A key method takes an audio file and parameters and makes a POST request to perform the translation. It constructs the request body and makes the request using methods defined in parent classes in
…/audio. If an audio file is provided, it sets an "Accept" header to support file uploads. Extra parameters can be passed to customize the request.
The classes inherit from classes in
…/audio which provide functionality for interacting with the API, such as making requests. One class parses the response into an object, while another returns the raw response.
…/beta directory provides access to OpenAI's beta APIs. It contains modules for interacting with threads, which allow multi-turn conversations with models.
…/threads module implements classes for managing threads through the API.
…/messages module contains classes for accessing messages. Classes make synchronous and asynchronous requests to interact with messages.
…/runs module handles runs resources. Classes provide functionality for runs through API requests and pagination.
Classes provide a Pythonic interface for functionality by initializing clients and making requests, handling requests and common logic. This allows interacting with resources through method calls.
…/beta.py file provides base functionality for accessing OpenAI beta API resources. It defines classes that initialize clients and handle making synchronous requests.

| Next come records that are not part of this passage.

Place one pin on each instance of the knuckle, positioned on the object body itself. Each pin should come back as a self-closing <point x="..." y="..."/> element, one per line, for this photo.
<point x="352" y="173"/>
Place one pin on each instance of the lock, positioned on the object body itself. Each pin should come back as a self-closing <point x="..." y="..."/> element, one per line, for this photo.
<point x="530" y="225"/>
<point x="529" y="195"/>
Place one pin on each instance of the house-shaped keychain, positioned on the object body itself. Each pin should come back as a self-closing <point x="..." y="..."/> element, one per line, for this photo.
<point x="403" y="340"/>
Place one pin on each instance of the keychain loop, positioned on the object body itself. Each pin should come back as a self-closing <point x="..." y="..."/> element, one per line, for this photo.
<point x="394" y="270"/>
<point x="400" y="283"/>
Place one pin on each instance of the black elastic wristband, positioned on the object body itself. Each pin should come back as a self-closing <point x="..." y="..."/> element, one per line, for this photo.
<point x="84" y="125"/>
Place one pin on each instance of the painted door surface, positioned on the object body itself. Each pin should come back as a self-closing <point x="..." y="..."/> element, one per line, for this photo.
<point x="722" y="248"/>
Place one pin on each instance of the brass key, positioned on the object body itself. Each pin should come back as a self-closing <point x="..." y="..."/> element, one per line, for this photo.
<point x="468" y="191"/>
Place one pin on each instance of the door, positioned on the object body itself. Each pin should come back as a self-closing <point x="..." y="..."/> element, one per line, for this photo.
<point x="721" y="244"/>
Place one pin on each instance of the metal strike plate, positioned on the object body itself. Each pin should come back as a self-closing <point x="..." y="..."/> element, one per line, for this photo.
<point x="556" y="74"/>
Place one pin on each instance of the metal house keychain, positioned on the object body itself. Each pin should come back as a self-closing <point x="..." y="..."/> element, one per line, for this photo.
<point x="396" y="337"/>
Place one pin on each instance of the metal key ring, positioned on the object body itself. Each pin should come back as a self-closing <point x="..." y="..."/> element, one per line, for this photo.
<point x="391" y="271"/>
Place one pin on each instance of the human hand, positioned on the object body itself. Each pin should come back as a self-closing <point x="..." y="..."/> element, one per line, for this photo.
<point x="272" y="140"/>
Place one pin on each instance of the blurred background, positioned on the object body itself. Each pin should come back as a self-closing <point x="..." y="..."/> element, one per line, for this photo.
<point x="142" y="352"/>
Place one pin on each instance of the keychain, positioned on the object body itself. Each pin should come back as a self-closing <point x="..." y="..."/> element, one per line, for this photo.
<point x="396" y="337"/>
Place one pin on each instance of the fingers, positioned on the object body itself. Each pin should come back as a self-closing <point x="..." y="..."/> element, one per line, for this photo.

This file focuses on providing classes that initialize lower level subclasses and provide a natural interface for accessing OpenAI beta resources. The implementation handles common request logic while delegating specific functionality to other modules.
…/files.py provides functionality for managing files associated with assistants. It contains methods for creating, retrieving, and deleting files.
handle making HTTP requests to upload, download, and remove files. Model types are used to deserialize API responses, and pagination is supported for listing large numbers of files.
…/threads.py file provides the primary interface for interacting with chat threads. It initializes sub-resources defined in other files.
Key methods include creating and retrieving threads. When methods are called, they construct URLs and make requests by calling inherited methods handling common logic.
Request options and messages can be passed as arguments, processed by utilities before requests. Responses are deserialized into models.
Asynchronous functionality is also provided, initializing async versions of sub-resources and wrapping methods.
…/messages directory handles interacting with message threads and files through the OpenAI API. It contains classes for both synchronous and asynchronous access to message resources.
…/files.py file defines two classes that implement functionality for retrieving and listing files. These classes contain methods that make requests to the API and handle response deserialization.
An asynchronous version is also provided to support asynchronous operations. Classes also exist which return raw HTTP responses instead of modeled data.
By separating concerns and providing both synchronous and asynchronous capabilities, this code implements a full-featured Python client for the OpenAI message resources.
…/runs module provides functionality for interacting with run and step resources from the OpenAI API. It defines classes that allow accessing these resources both synchronously and asynchronously.
The main classes for interacting with runs are defined in
…/runs.py. These classes initialize by passing the client and provide methods like retrieving and listing runs.
Additional classes are defined which also return the raw HTTP response.
The main classes for interacting with steps are defined in
…/steps.py. These classes construct URLs for the step endpoints and make requests. The responses are deserialized into model objects representing steps.